On August 11, Saba and the fund announced a standstill agreement in which Saba promised not to pursue a proxy campaign against the $106m fund this year, while the fund agreed to allow Saba to contest two classes of directors—constituting three of the board’s five members—in 2023 if it chose to.
The agreement allows both parties to defer a proxy fight for one year and offers Saba the opportunity to seize control of the fund in one fell swoop if it were to contest and win both classes next year.
Normally closed-end funds use classified director structures to discourage would-be insurgents, forcing them to spread their efforts across multiple campaigns.
The Brookfield fund, however, may have observed Saba’s willingness to come back year after year against the Templeton Global Income Fund and decided that one winner-take-all election would be preferable to a war of attrition that could last years.
The ability to keep all the eggs in one basket will be valuable to both sides, according to the closed-end fund lawyer.
“The [Brookfield] fund still has the same board going forward, so you don’t have questions about the need for separate board meetings, or anything else, and Saba doesn’t have to have nominees on the board during that period,” the lawyer said.
The fund is unlikely to stand pat during the standstill period.
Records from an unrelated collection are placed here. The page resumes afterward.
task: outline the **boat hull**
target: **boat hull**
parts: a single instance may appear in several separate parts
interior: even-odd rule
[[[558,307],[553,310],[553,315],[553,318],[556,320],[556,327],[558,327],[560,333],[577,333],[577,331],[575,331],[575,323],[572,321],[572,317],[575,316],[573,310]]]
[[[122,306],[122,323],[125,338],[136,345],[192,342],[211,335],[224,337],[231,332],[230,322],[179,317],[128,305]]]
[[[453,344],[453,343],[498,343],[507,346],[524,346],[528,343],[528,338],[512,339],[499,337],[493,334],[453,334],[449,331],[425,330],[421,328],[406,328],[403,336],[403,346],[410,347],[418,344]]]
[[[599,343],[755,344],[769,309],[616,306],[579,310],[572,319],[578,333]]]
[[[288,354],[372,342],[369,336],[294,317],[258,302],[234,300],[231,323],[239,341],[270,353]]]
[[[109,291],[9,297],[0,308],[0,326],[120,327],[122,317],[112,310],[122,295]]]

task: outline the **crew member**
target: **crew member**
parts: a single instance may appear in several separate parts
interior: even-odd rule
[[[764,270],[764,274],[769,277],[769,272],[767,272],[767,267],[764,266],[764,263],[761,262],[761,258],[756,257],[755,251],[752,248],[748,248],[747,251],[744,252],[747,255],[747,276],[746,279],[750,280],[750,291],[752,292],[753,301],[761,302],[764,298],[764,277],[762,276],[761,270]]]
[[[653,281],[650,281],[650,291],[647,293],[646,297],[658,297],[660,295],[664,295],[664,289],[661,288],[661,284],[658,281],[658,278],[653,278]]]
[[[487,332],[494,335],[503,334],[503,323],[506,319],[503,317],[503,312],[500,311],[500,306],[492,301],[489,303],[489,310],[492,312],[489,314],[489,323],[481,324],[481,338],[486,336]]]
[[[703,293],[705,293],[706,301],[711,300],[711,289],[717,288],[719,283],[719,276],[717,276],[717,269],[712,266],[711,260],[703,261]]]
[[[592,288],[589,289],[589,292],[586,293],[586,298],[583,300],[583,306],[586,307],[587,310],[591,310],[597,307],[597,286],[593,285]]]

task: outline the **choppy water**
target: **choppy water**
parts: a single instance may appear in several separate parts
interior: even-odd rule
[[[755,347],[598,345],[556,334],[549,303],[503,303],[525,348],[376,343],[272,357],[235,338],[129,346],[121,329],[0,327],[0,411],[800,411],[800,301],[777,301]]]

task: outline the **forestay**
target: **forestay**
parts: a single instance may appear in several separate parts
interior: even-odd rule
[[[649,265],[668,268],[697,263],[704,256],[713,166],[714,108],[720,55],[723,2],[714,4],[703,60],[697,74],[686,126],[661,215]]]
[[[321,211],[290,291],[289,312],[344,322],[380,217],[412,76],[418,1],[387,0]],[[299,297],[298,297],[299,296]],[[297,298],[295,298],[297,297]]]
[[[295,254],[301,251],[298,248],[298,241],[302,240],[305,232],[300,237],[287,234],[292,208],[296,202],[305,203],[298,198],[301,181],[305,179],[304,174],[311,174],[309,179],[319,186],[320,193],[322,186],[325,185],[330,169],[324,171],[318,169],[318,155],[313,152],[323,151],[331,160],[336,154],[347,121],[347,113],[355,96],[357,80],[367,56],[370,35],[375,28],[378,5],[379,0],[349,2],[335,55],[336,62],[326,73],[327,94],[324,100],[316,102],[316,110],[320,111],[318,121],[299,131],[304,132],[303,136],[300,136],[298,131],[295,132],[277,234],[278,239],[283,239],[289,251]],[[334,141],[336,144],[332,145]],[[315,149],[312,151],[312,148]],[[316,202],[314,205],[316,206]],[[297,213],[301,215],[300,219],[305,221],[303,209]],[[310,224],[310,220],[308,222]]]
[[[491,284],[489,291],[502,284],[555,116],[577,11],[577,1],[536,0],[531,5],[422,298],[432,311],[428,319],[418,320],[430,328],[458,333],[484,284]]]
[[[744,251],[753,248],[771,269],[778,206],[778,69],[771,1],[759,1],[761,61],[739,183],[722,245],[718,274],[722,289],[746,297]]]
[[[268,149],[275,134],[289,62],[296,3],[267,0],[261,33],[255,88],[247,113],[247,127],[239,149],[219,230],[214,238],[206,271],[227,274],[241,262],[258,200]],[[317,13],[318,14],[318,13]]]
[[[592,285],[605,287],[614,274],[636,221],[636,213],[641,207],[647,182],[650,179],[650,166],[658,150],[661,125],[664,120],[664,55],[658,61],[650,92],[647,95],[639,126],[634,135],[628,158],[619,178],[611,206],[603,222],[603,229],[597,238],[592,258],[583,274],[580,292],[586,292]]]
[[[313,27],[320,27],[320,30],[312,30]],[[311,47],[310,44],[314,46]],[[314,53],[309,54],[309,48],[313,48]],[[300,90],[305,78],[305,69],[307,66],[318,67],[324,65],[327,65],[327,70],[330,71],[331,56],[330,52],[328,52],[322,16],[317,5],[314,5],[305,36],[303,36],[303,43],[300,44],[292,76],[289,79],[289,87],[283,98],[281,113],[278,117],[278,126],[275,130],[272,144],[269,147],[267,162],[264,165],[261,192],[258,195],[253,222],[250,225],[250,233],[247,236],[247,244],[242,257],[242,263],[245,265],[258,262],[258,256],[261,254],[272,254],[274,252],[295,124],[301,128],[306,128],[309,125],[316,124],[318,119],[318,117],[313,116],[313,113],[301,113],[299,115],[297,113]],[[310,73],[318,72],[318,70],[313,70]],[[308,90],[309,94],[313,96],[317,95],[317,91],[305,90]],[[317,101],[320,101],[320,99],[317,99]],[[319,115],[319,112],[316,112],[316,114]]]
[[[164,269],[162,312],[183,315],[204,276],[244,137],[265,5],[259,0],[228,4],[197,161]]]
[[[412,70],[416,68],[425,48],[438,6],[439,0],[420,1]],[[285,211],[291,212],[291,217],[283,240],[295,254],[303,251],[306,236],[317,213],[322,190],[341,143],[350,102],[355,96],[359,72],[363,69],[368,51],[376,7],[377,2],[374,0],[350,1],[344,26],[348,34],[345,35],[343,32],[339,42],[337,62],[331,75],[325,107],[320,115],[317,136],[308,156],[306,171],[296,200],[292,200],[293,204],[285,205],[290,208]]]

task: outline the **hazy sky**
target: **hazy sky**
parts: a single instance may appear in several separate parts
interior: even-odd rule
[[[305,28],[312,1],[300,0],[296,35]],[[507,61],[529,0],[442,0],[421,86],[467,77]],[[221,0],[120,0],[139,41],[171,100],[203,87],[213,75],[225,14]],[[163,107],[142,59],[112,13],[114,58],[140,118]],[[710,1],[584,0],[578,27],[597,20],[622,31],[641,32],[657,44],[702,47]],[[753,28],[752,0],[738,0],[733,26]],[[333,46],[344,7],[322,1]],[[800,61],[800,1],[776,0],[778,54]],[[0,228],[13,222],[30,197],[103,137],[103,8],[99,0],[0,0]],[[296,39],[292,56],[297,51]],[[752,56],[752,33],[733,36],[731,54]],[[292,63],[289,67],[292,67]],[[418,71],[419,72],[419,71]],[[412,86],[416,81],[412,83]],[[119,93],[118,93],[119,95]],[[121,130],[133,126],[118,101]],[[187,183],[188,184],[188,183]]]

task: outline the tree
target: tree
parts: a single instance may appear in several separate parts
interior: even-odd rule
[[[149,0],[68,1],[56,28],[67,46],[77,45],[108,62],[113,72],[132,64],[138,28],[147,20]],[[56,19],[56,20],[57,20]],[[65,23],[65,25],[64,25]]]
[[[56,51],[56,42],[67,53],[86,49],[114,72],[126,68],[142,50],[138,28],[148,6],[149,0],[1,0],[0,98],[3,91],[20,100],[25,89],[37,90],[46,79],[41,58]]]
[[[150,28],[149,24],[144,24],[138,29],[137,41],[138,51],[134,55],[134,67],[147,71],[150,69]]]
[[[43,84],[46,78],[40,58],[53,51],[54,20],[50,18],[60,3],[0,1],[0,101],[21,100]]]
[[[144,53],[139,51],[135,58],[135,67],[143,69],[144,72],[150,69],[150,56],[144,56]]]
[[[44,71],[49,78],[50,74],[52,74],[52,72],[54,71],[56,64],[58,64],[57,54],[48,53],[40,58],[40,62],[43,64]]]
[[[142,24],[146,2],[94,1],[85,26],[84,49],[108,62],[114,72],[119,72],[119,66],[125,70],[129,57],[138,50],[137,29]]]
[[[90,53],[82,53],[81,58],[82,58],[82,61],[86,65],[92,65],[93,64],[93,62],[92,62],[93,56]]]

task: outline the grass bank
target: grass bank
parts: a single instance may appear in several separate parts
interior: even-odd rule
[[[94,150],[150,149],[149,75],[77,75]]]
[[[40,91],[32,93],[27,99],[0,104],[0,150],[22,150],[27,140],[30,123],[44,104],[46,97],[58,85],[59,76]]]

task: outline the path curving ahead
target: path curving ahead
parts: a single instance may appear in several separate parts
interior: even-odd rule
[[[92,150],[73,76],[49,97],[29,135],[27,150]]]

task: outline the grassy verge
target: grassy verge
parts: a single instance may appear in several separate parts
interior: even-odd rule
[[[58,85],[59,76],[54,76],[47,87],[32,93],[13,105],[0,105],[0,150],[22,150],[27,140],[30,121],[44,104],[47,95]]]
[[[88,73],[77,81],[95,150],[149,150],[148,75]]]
Its adviser, Brookfield Public Securities Group, said August 1 it was exploring “strategic options” that would “advance or maximize shareholder value,” including a potential reorganization.
A reorganization, such as a merger with a Brookfield open-end fund, could protect the fund’s assets from future activist attacks, but it would likely require the support of Saba, which owns 24% of the fund’s shares.
Convincing Saba to approve a reorganization could require Brookfield to give up a tender offer or other incentives, but it may have no choice when the alternative is Saba exercising its option to launch a climactic battle for the fund’s board.
A Brookfield representative did not respond to a request for comment.